After that experiment, I wanted to see what it would look like to build this properly—a platform with a UI, a pipeline that tracks state in a database, real-time observability into what the agents are doing, and structured output validation at every stage. The result is ODYSSEUS.
The target is the same—OWASP Juice Shop—and the same caveat from the Ralph post applies: Claude was almost certainly trained on Juice Shop, so any results need to be taken with that grain of salt. The point of this project wasn’t to prove the agent can find zero-days; it was to explore what a structured agentic security workflow looks like when you move past bash loops.
The seven-stage security review pipeline
From Ralph Loops to Claude Code Tasks
The original Ralph Wiggum pattern is intentionally simple: an external bash while true keeps re-prompting Claude Code in --print mode, and progress is carried forward through changes in the repo and generated artifacts. Anthropic liked that approach enough to ship an official Ralph Wiggum plugin in the Claude Code repository.
Claude Code also provides a more structured path. It includes built-in task tools—TaskCreate, TaskUpdate, TaskList, and TaskGet—for tracking work items and dependencies, plus the Task tool for spawning subagents in separate contexts. Agent Teams extends that into multiple Claude Code sessions sharing a task list with direct peer messaging.
Ralph and Tasks/Teams are trying to achieve similar outcomes: sustained multi-step agent work. The key difference is structure: Ralph is basically a while loop around Claude, while Tasks/Teams add explicit task tracking and coordination.

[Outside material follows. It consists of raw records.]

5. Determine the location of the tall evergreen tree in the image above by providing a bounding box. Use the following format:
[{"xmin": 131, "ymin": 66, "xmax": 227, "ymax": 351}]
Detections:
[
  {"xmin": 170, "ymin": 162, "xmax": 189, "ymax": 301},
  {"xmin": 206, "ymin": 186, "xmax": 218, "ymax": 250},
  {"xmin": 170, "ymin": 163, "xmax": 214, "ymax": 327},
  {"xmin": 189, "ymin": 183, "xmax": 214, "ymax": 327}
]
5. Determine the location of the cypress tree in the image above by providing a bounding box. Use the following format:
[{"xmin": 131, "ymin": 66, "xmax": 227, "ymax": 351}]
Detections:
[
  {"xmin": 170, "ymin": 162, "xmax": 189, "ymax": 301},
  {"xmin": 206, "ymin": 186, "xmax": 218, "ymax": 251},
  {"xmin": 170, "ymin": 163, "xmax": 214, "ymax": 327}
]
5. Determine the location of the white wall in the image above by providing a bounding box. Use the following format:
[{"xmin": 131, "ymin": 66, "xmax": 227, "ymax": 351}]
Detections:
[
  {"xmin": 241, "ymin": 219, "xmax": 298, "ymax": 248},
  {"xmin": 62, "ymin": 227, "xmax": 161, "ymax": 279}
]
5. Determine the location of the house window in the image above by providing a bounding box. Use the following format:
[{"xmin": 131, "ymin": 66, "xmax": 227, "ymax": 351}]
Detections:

They can be combined.
ODYSSEUS uses the Task tool. The backend invokes Claude Code as a subprocess for each pipeline stage and manages state in a database. Within each invocation, agents parallelize work—spawning subtasks to scan different parts of the codebase simultaneously. The pipeline orchestration is deterministic (backend code controls stage sequencing), but each stage’s analysis is agentic (Claude decides how to explore the codebase and when to parallelize).
Platform Overview
You create an engagement, point it at a repository, and ODYSSEUS runs a multi-stage sequence of AI agents—each producing structured output that feeds the next stage.
It starts where any security tool should: behind a login.
After authentication, you create an engagement by providing a repository URL (or local path) and optionally a target domain for live exploit verification.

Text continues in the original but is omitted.